Paman Hijas Ashar makin heran mengamati tingkah laku Komala Shakti. Kemudian ia bergumam: “Mungkinkah anak muda ini gila?”.
Saat itu hari makin sore. Akhirnya matahari mulai masuk ufuk Barat. Dan sampailah mereka di rumah Hijas Ashar. Pada saat masuk rumah perasaan Hijas Ashar masih tetap resah. Kepalanya pusing memikirkan tingkah laku tamunya.
Ketika hari mulai gelap, mereka duduk-duduk di balai-balai dalam rumah. Dang Seri Fatonah melihat ayahnya datang. Disamping itu ia juga melihat seorang pemuda yang tampan duduk dekat ayahnya. Kemudian ia kembali masuk kamar untuk memberi tahu ibunya.
“Bu… Bu… Lihat itu, Bu! Siapakah pemuda itu?” seru Dang Seri Fatonah sambil menghampiri ibunya.
Dengan serta merta Bu Mita berdiri dan menengoknya. Kemudian ia menghampiri suaminya yang sedang duduk dengan seorang pemuda tampan. “Ah, ada tamu. Sudah lama nak?” tegur Bu Mita sopan. Kemudian ia duduk menghadap tamunya dan berdampingan dengan suaminya.
“Benar, Bu!” sahut Komala Shakti sopan.
“Kenalkan, nak. Saya isteri pak Hijas Ashar.”
“Baik, Bu. Saya Komala Shakti.”
“Dari mana asalmu anak?”
“Jauh, Bu. Saya dari negeri Syahiful Dasa. Oleh karena hari sudah malam, maka saya minta tolong untuk bermalam di sini.”
“Baik, nak. Di sinipun longgar tempatnya. Bolehlah anak bermalam untuk beberapa malam.”
“Terima kasih, Bu!” sahut Komala Shakti sopan. Kemudian ia menyerahkan bekal pada Bu Mita, agar berasnya ditanakkan.
“Bu tolonglah saya. Beras bekal saya ini mohon ditanak. Tiap saya bermalam, beras inilah yang biasa saya makan,” Komala Shakti berkata sangat halus. Kemudian kantong beras itu diterima oleh Bu Mita dan langsung diberikan pada Dang Seri Fatonah untuk ditanak.

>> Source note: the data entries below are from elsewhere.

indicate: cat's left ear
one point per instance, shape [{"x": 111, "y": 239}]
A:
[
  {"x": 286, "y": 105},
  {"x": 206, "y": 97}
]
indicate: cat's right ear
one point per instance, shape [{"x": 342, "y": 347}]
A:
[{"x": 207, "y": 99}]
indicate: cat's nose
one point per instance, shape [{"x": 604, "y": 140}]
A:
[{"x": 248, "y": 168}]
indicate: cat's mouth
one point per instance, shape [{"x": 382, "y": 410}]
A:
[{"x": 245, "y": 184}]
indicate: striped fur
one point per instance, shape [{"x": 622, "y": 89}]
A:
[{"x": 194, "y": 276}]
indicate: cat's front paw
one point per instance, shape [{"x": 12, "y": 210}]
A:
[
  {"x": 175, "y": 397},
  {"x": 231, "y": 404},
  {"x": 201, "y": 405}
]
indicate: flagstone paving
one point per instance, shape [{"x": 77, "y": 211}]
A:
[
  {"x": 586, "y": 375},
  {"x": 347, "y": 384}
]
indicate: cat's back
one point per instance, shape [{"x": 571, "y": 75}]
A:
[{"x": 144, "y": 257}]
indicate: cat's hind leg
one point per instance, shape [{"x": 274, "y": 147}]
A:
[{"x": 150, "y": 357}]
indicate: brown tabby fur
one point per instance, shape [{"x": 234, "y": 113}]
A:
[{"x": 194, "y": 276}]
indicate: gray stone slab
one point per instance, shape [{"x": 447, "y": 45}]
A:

Beras itu lalu dituang di atas nyiru. Ketika dilihatnya beras itu bercampur dengan bermacam-macam barang, maka lalu disaringnya hati-hati sekali. Dipisahkannya antara beras dengan kelapa, gula, ikan, kacang dan rempah. Satu demi satu dikumpulkan dengan tabah dan rajin.
Setelah pekerjaan semuanya selesai. Segeralah barang-barang itu dimasak menurut jenisnya masing-masing. Beras dimasak menjadi nasi. Kacangnya digoreng. Kemudian ikan dan rempah-rempah dimasak menjadi sayurnya. Sesudah semuanya beres, kemudian hasil masakan itu dihidangkan di hadapan Komala Shakti.
Melihat keadaan itu dalam hati Komala Shakti berkata: “Nah, sekarang barulah saya bisa menemukan calon isteriku.” Seketika itu timbullah rasa cinta dari Komala Shakti terhadap gadis Dang Seri Fatonah. Gadis itu telah memasakkan makanan untuk Komala Shakti.
Pada saat itu hari telah larut malam. Mereka lalu tidur ke tempatnya masing-masing. Setelah semuanya tidur maka saat itu Bu Mita bertanya pada suaminya, perihal tamunya yang serba aneh.
“Kiranya ayah dan ibu tidak mengerti apa yang dimaksudkan anak muda yang aneh itu,” kata Dang Seri Fatonah.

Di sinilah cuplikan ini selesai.